Longtemps écrasé par les pressions américaines et leur propre gouvernement, ils avaient de bonnes raisons d’être optimistes. La menace de guerre s’éloignait et les sanctions qui ont étouffé l’économie iranienne allaient bientôt être levées. Beaucoup espéraient que le président iranien Hassan Rouhani, conforté par son succès à la table des négociations, tirerait parti de son capital politique et allégerait l’environnement sécuritaire difficile de l’Iran chez lui.
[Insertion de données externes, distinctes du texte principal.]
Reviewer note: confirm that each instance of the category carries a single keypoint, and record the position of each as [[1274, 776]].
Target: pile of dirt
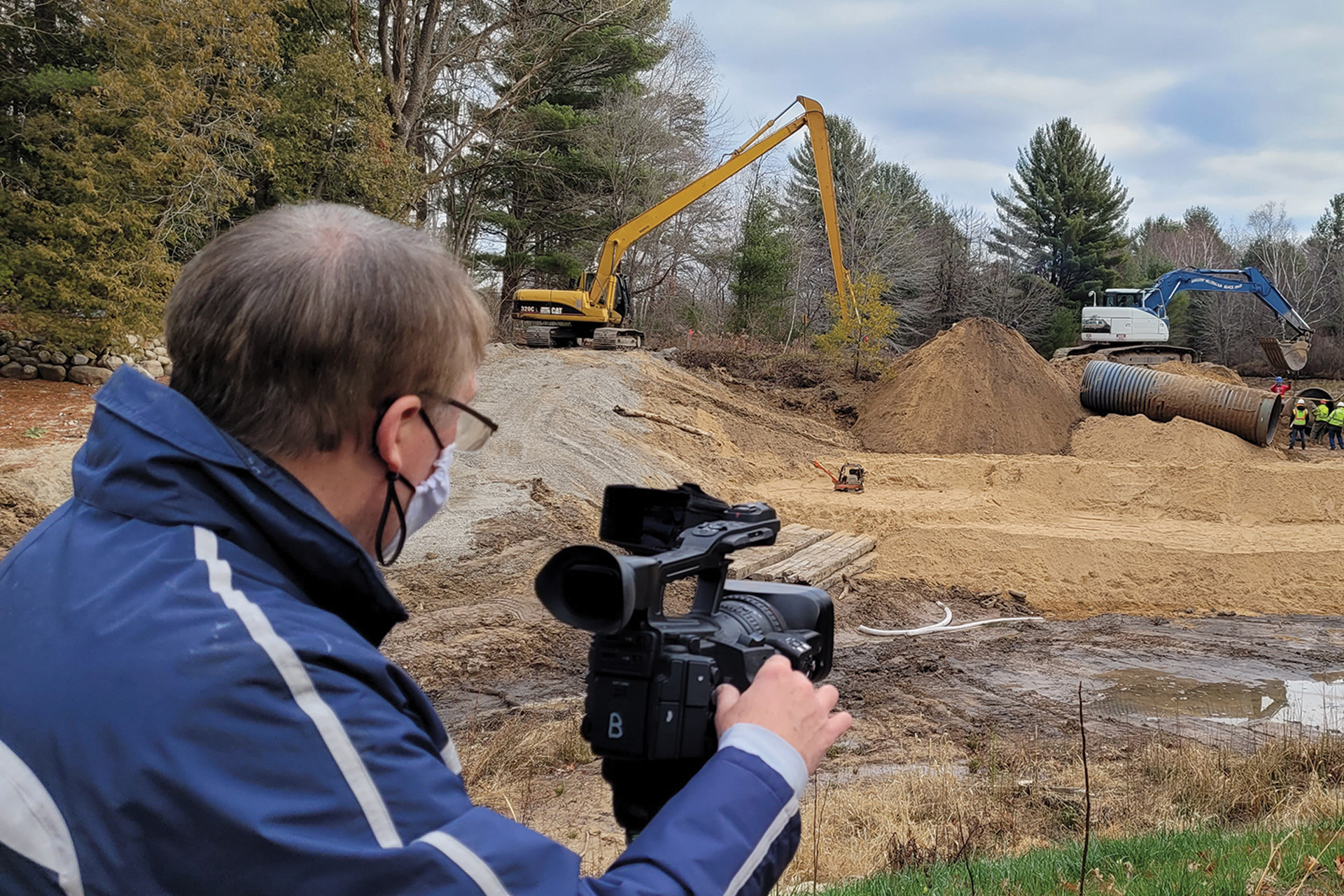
[[1138, 440], [19, 512], [1205, 370], [976, 388]]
Aujourd’hui, alors que le président Donald Trump déchire l’accord, le peuple iranien est de nouveau celui qui souffrira le plus. Les partisans iraniens de la ligne dure, renforcés par l’échec de l’accord, affûtent leurs couteaux pour contrer Rouhani et le ministre des Affaires étrangères Javad Zarif, et les risques d’une guerre catastrophique sont sans aucun doute plus grands.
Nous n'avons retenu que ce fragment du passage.